Una de ellas, la avaricia. Avaricia desmedida de unos pocos que provoca la pobreza y la miseria de muchos, de muchísimos. Sus actos son despreciables, viles. Personajes nada ejemplares. Fabrican armas cada vez más mortíferas y que venden tanto a países amigos como a enemigos; financian guerras; especulan sin vergüenza con bonos, acciones, monedas. Mueven incalculables montos de dinero. Las bolsas de valores hierven por magnates del petróleo, del oro.
Constituyen el llamado capitalismo salvaje, al decir de personalidades de reconocida honestidad y fama, como gobernantes, estadistas, pensadores y políticos probos, industriales honestos y hasta altos dignatarios de religiones de millones y millones de creyentes y de sinnúmero que no lo son.
Su lenguaje cotidiano es sobre el vil metal. Pesos y más pesos. Billones. Sus capitales y beneficios se miden como conseguidos honestamente pero son ilícitos, usurpados. A veces intereses por lapsos que asquean: ¡por hora! No trabajan. Roban. Son avaros tramposos.

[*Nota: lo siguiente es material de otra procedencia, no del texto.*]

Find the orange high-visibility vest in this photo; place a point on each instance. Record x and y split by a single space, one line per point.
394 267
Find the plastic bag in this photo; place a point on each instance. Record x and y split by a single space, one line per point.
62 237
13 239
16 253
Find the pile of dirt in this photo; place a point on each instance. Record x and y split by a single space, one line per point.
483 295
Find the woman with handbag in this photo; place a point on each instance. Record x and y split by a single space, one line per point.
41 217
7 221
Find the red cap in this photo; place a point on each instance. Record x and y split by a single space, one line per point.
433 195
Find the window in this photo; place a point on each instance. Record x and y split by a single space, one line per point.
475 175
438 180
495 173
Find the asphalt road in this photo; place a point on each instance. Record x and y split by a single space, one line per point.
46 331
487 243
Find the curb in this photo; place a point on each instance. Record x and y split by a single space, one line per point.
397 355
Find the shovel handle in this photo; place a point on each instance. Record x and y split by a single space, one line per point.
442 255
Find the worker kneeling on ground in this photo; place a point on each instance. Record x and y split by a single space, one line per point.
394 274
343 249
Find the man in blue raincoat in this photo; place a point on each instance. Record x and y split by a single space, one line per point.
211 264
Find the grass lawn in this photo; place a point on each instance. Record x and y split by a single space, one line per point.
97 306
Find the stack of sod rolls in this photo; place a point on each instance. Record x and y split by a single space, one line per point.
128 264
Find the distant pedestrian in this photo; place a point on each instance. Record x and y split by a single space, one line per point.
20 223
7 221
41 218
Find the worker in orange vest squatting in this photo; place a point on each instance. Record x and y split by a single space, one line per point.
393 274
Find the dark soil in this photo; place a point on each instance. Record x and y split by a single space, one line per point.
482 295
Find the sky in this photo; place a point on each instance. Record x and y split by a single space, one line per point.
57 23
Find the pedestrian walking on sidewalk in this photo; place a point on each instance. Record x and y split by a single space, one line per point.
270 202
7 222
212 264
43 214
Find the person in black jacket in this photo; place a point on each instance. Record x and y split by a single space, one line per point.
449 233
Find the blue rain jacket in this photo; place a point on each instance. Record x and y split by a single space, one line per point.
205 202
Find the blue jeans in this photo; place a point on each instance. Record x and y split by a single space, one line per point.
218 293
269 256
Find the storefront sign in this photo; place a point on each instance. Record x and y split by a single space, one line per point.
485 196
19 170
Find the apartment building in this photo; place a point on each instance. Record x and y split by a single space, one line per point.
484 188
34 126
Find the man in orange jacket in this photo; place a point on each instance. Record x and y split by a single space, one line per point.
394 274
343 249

Otra de las plagas, la violencia, en sus más sangrientas expresiones. Ciertas huelgas e inesperados piquetes que terminan en destrozos, incendios, maltratos, heridos y muertos. Acciones devastadoras de explosiones y desmanes. Bombardeos aéreos exterminadores. Tecnología ultramoderna para matar en vez de elevar el nivel de vida y la condición humana. Exterminio de inocentes hombres y de mujeres, de niños y de adultos de diferentes etnias. Salvajismo cada vez más refinado en métodos de atentado contra todo. Hay depredadores, incendiarios que arrasan despiadadamente. Atacan tierra, agua, aire. ¡A barrer la faz del mundo!
Es muy cierto lo que alguien expresó alguna vez: "Sería cuestión de preguntarse qué es lo que le causa mayor daño al alma de nuestra humanidad: si la codicia enceguecedora o el apuro devastador”.